Into the Storm
I truly do believe that if a herd of rhinos came thundering down the street toward a herd of teenagers these days, most if not all of them would hold their cell phones held high, jostling each other to get the best shot. And I’m talking about the rhinos; I’m certain the teens would stand their ground and get run down.) This is how people are viewing the universe these days, through a smart screen, documenting much, much, much more of their predictable lives than they will ever have the chance to look at again. But what the hell? We have many terabytes of storage capacity. Save it all.
We are also rapidly approaching the point where there will be very few places on the planet that are not covered by either a fixed camera or a horde of people with cell phones.

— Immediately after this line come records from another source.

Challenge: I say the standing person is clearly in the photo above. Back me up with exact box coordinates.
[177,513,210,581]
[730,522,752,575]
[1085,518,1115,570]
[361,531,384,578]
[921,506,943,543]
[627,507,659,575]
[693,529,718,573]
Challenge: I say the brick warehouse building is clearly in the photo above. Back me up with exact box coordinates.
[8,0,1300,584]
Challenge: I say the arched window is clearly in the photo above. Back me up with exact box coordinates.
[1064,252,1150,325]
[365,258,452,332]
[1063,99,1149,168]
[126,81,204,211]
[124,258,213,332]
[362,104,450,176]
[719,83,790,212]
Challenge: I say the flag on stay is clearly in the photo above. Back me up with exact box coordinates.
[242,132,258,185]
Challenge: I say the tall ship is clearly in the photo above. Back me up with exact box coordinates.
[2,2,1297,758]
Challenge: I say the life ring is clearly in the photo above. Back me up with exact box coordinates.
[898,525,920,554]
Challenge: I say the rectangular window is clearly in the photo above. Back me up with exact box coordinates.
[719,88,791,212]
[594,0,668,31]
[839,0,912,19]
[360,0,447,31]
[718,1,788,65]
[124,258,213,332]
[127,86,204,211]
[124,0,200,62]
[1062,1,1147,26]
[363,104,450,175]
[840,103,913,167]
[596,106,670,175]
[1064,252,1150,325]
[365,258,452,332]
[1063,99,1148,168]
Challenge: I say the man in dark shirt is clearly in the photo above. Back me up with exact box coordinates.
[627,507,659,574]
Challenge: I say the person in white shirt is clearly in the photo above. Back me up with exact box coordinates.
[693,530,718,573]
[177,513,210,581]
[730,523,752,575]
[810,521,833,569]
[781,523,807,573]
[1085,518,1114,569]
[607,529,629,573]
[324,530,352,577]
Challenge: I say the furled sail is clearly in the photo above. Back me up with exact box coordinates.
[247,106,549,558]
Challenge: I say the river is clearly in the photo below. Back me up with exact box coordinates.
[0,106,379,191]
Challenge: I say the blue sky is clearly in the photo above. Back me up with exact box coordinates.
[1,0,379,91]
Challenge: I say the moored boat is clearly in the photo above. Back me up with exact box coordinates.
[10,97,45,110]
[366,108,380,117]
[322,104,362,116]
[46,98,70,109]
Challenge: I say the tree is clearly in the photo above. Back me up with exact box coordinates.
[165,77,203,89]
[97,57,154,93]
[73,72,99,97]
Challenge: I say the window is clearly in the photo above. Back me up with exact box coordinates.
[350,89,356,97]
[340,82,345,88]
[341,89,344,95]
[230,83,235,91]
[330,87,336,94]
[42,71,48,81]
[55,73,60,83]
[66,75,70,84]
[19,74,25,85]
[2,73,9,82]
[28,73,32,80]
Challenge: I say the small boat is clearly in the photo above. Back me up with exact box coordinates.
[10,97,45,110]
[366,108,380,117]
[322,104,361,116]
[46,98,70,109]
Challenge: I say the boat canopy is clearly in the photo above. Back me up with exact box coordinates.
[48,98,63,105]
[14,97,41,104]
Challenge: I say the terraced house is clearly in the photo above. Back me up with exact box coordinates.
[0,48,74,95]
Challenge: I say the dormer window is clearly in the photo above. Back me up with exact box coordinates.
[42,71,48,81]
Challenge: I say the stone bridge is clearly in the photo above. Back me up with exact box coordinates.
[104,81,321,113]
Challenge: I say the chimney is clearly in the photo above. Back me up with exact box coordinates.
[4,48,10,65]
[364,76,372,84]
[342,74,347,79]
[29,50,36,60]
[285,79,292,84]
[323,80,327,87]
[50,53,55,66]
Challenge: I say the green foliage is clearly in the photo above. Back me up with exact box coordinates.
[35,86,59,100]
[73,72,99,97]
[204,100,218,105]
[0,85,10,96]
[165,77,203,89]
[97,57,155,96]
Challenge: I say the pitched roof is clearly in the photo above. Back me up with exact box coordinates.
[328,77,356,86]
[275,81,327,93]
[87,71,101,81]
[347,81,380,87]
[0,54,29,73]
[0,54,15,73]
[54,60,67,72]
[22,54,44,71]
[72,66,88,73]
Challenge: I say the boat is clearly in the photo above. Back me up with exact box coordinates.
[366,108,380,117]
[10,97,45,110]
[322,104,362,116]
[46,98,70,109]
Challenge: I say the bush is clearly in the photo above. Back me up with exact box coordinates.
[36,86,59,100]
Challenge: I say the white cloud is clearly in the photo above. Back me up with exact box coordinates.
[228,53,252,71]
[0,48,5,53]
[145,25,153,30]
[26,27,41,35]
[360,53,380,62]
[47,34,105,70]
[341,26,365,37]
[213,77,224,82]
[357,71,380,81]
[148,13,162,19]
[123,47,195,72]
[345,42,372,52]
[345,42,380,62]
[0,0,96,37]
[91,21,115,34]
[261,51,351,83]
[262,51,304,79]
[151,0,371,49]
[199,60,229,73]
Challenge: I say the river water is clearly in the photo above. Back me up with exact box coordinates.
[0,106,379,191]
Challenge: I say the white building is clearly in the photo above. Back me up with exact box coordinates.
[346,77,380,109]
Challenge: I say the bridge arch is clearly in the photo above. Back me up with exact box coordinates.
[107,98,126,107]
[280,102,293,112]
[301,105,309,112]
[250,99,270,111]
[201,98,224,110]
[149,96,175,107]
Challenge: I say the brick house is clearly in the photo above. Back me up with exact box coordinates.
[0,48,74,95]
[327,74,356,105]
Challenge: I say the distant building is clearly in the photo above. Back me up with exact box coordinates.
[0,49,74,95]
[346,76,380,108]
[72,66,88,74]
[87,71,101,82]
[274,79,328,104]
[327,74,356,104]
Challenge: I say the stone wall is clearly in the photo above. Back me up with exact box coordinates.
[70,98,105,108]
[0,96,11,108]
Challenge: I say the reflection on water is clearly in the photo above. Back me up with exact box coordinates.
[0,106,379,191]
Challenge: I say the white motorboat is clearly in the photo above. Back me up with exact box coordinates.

Far up the Amazon, maybe, or with the headhunters of New Guinea, though it would not surprise me at all to step off a boat in Antarctica and be surrounded by penguins snapping selfies. This movie is based on that premise, though it is not quite one of those increasingly tiresome “found footage” things. Everyone here has an excuse for all the filming they are doing.
There are three groups here. One is high school students who have been assigned the task of recording their classmates’ vapid thoughts for something that I guess will be a 21st century yearbook. They’re supposed to be addressing their older selves, twenty-five years hence.
Another is a team of storm-chasers who deliberately put themselves in the path of tornadoes so they can sell footage to the ravenous 24-hour news cycle. They have a big van full of TV screens, and a customized armored vehicle that has around thirty fixed cameras as well as half a dozen operated by people.
The third is Beavis and Butthead (names changed to protect the feeble-minded), part of that legion of literally millions of beer-chugging good ol’ boys who try to outdo each other attempting things that are way, way beyond idiotic and quite often fatal, just in the hope of getting a few hundred hits on YouTube. Check some of them out, sometime. Just look for “fails.” Your jaw will drop. Most of these guys should never be allowed within a mile of a skateboard, motorcycle, car, or even a match, for that matter. You can find hundreds of videos of morons setting themselves on fire.
So we have these three crews, and we have this approaching storm front in Tornado Alley, Oklahoma. Two fronts, in fact, something the meteorologist in the crew says is unprecedented. I’ll take her word for it. And what we get is a series of big, bad storms blowing through this medium-sized city, each one larger than the next, until we get to the Big Mutha, which would be a Force 6, if such a number existed on the Fujita-Pearson scale. Well, why not? The last decade has certainly been notable for extremes of weather.
I’ll have to class this as a guilty pleasure. It’s all predictable, with stock characters played by people you’ve never heard of. It’s not as dumb as Sharknado, but it’s not intellectual fare. But the special effects are spectacular, it all looks very real. It’s exciting. I’d recommend it for some night when you want to just kick back and watch a lot of skillfully done action scenes.